Partout où il joue Emmanuel 2, Manu Payet déclenche une magie avec son public. Une autodérision au sujet de la vie qui passe, avec ses joies et ses peurs… Manu Payet ne nous fait pas rire de notre époque. Au contraire, il nous la fait oublier. Salvateur !
Sur l’affiche d’Emmanuel 2, la suite d’Emmanuel, vous êtes toujours assis sur le célèbre fauteuil en rotin, mais, cette fois, habillé…
Manu Payet. C’est le thème du nouveau spectacle : j’ai 47 ans, fini la fête, il faut se rhabiller, notamment quand on devient papa.
Angoissé par votre âge ?
Un mot un peu fort… mais il me préoccupe un peu… Personne n’a envie d’avoir 47 ans. Démarrer le spectacle avec des vannes sur l’âge montre que je suis encore plus sincère qu’avant. Je ne le cache pas.
Le spectacle montre quand même une vraie nostalgie de la jeunesse ?
Oui, mais vieillir m’apprend tellement de choses. Je pense que je suis moins con qu’avant ! Je sais mieux ce que je veux, je n’ai plus d’ambition vaines et imprécises. Je suis plus mûr, je sais où sont les vraies choses. C’est pour ça que je suis rhabillé sur l’affiche : j’ai compris des trucs. C’est un cadeau de l’âge, je me sens beaucoup plus léger, moins encombré, car mieux guidé. Je ne suis plus perdu comme j’ai pu l’être.
Toute une génération de quadras va se reconnaître !
Tout à fait. Mais, tous les soirs, des jeunes de 20 piges me disent que je les ai fait rire en leur montrant ce qui les attend, ce que leurs parents ont connu. A la fin, j’ai moins de mal à donner mon âge.
Le vrai thème du spectacle, c’est votre paternité ?
Exact, c’est de raconter que j’ai fini par y aller ! J’aimais bien ma vie avant et j’ai eu peur qu’elle change, donc j’ai retardé cette paternité. Peur que cela modifie l’équilibre que nous avions trouvé dans notre couple : devoir rester tout le temps à la maison, ne plus pouvoir sortir dîner, faire la fête… Mais ce qui me faisait peur n’aurait pas dû me faire peur. Et j’ai une petite fille de 6 ans que j’aime à la folie !
On s’attend à ce que vous évoquiez votre relation de couple… mais non ! Pourquoi ?
J’en ai beaucoup parlé dans le premier spectacle, avant de prendre la décision de faire un enfant. Cette fois-ci, c’est le rapport entre le père et l’enfant. Pour le couple, ce sera le prochain spectacle, Emmanuel 3. (Rires.)
Comment l’homme de 47 ans que vous êtes se sent, à l’heure de #MeToo, de la déconstruction ? Dépassé ?

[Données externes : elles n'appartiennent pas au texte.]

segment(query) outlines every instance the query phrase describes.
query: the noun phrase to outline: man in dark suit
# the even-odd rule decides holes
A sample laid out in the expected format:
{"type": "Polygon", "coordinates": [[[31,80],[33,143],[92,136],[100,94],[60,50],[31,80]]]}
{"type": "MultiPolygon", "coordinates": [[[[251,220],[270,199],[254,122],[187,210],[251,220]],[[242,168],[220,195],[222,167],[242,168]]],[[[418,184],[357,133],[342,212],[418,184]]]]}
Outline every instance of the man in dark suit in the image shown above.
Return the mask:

Pas dépassé, mais j’ai des choses à rattraper, à apprendre, à comprendre. Je sens que je dois m’intéresser à des choses dont j’ai pu ne pas prendre conscience qu’elles étaient importantes… L’époque a changé : on ne chante plus ensemble, garçons et filles, le Daniela d’Elmer Food Beat. Et c’est bien ! J’ai une fille, et ça remet les compteurs à zéro, il faut réapprendre les bases, et on souhaite que, plus grande, elle rencontre des personnes qui ont une nouvelle conscience universelle, une nouvelle mentalité. Je veux croire encore qu’aujourd’hui le meilleur ami des femmes, c’est l’homme ! A nous de faire en sorte que cela soit toujours vrai.
Entre wokisme, cancel culture et politiquement correct, l’époque permet-elle encore de rire d’autre chose que de notre propre histoire individuelle, afin de ne froisser personne ?
Moi, mon délire, c’est l’autodérision. Ce que j’adore, c’est de rire avec le public, c’est de partager quelque chose, la “magie invisible”, comme disait un auteur. J’essaie de faire oublier au public l’époque. On a tellement conscience qu’on vit une époque un peu “merdique” que notre métier est devenu d’une importance rare. Nous avons besoin de fantaisie, de légèreté, d’humour. Après les confinements, il est capital d’être à nouveau ensemble, mais à quoi bon être ensemble, puisque l’on n’est plus d’accord sur rien ? J’essaie donc de faire rire sur autre chose que l’époque. Et mon spectacle est là pour nous rappeler qu’avant d’être différents nous sommes tous pareils.